In January 1948 a provocation was carefully set up. The parcel bomb incident was investigated by the police, at the behest of the Minister of Justice, Dr Drtina (in his memories, he is, Austrian-fashion, punctilious about recording the title ‘Dr’, even when applied to executed war criminals or Communist agents). They dragged their feet, and did so insultingly, as Czech officials knew very well how to do; the incident was used too as an excuse to plant ‘bodyguards’ on the non-Communist ministers, and the state security service by now contained men who had been given a Soviet training. Drtina’s investigation led towards two police officials, whose arrest by the Minister of the Interior (and police) he now demanded. The affair reached the cabinet, and its chairman, Klement Gottwald, refused to act. We know the sequel from both sides - memoirs on the one, secret archives on the other. Stalin advised confrontation, once he was assured by Gottwald that the Red Army would not have to intervene, and he flew into Prague his long-term Czech expert, the former ambassador Valerian Zorin. On their side, the non-Communist ministers talked to the American and British ambassadors, and conferred among themselves or with President Beneš. Beneš told them not to risk a battle, but they themselves wanted one, in the expectation that early elections would be called, which, given the Marshall Plan as support, they would win.

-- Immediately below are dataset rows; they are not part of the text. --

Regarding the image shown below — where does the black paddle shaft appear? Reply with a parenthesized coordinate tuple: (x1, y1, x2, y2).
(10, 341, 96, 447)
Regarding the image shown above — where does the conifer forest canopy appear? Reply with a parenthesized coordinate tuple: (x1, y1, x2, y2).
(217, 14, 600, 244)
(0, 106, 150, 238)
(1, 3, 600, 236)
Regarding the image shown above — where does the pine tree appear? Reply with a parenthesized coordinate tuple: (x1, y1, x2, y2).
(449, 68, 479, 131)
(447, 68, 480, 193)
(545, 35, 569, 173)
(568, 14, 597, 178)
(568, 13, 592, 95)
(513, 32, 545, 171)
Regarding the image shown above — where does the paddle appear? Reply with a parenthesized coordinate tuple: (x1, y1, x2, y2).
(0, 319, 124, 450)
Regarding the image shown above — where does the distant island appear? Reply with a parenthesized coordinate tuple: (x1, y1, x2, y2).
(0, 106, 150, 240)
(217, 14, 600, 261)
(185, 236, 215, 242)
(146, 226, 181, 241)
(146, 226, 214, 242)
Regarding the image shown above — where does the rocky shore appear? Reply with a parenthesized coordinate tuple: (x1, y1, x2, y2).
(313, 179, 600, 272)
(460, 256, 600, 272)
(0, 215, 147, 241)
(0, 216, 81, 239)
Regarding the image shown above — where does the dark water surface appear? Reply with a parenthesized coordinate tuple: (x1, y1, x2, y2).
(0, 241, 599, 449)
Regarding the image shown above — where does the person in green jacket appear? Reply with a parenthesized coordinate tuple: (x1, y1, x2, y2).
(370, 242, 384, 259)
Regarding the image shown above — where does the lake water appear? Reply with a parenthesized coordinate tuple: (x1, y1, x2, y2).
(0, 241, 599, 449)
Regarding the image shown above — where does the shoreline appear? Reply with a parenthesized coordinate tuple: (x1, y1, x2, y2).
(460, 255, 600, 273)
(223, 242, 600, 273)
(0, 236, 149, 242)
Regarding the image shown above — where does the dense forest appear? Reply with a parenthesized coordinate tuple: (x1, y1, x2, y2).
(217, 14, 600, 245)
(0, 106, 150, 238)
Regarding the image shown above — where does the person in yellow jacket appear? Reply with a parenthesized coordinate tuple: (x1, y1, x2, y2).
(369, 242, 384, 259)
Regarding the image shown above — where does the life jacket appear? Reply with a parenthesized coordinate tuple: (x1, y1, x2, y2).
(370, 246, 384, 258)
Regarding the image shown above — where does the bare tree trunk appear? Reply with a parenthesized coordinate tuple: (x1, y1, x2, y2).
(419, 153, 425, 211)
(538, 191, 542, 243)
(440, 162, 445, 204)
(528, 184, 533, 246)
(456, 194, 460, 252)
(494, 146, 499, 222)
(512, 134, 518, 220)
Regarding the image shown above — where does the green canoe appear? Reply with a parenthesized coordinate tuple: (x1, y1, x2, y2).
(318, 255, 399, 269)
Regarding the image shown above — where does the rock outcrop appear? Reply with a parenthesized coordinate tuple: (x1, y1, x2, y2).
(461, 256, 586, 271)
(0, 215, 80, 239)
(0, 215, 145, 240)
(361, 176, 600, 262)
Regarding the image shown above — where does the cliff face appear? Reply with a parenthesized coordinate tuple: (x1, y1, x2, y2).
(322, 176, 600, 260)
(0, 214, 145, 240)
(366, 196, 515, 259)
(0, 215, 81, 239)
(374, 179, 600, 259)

In fact elections were due that May, but Drtina and his friends feared that the Communists, being in charge of the arrangements, would bring off the sort of coup that had worked in Poland, with the fraudulent referendum. So they forced a crisis, and resigned. If a majority of the ministers had resigned from the government and from the National Front especially, there would indeed, formally, have been a government crisis, compelling Beneš to act. On 18 February they threatened to resign, and on 20 February twelve of the twenty-six ministers did indeed do so.